The for-profit college industry, long under attack by Obama administration bureaucrats as well as short-sellers like Steve Eisman, scored a big victory yesterday when a federal court in Washington, D.C. rejected new rules that would have made it harder for their students to obtain federal loans.
In a decision dated June 30, U.S. District Judge Rudolph Contreras rejected most of the Education Dept.’s 2010 rules that would have subjected for-profit colleges to three new tests based on the ability of their students to repay their loans. The judge said a test that would have eliminated the bottom 25% of schools from student-loan eligibility was “arbitrary and capricious” because it wasn’t based on any economic studies suggesting students from those schools had a harder time finding jobs.

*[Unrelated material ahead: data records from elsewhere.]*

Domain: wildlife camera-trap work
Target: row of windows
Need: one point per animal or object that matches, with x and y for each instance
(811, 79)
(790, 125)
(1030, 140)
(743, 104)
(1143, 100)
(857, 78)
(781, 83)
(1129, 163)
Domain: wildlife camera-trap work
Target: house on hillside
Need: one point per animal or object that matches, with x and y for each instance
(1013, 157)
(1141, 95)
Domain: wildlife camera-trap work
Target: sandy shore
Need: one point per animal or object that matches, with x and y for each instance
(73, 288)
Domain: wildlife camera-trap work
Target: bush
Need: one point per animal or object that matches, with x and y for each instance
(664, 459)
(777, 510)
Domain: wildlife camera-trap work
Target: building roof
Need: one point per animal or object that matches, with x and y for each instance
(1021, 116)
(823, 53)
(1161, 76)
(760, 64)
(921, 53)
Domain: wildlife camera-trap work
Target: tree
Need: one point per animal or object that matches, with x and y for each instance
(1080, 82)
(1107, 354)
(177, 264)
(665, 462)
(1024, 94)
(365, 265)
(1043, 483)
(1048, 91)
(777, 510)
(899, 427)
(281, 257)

“Why the bottom quarter? Because failing fewer programs would suggest that the test was not ‘meaningful’ while failing more would make for too large a `subset of programs that could potentially lose eligibility,’” the judge wrote. “That this explanation could be used to justify any rate at all demonstrates its arbitrariness.”
The decision was a huge victory for the Association of Private Sector Colleges and Universities, which represents mostly vocational schools that prepare students for technical occupations like nursing and electronics. Those schools have come under harsh criticism for encouraging students to take out federally guaranteed loans to prepare for jobs that may not be available when they finish school.

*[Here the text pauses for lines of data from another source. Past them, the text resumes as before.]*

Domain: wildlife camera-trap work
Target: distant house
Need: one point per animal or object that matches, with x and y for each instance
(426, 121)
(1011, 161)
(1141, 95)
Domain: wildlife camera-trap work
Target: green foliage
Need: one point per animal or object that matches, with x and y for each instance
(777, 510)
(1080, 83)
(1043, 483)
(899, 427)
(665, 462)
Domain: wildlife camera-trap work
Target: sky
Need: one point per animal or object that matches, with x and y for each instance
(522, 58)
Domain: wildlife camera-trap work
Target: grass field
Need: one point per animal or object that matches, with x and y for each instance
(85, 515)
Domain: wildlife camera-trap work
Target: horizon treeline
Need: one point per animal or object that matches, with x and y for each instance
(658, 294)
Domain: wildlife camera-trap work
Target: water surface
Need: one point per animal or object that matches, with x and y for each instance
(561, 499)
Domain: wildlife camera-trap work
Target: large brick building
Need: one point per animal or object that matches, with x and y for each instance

To address these concerns, the Education Dept. in 2009 began the process of drafting new rules that would disqualify schools with higher-than-average default rates on student loans, as well as schools where graduates were left with student loan balances that exceeded their ability to repay. After a study committee was unable to reach consensus, the Obama administration imposed the new rules in 2010.
The judge dismissed most of the for-profit colleges arguments against the new rules, saying it was reasonable for the administration to tie the concept of “gainful employment” specified in the law to ability to repay. ““The real question …is not how much gain is enough but rather how much preparation is enough,” he said. He also rejected the argument that the new rules were an “elephant in a mousehole,” exceeding the Education Dept.’s authority to assess the performance of schools in graduating well-trained students. Under the new rules, schools whose students were left with loan repayments that exceeded 8% of their average annual income or 30% of discretionary income would be in danger of losing funding.
The judge rejected the strict limits on loan repayment levels for the schools as arbitrary, however, saying they were designed only to eliminate the bottom 25%. “If the Department had chosen to disqualify the bottom ten percent of programs, or the bottom half, it would have offered the same rationale,” he said.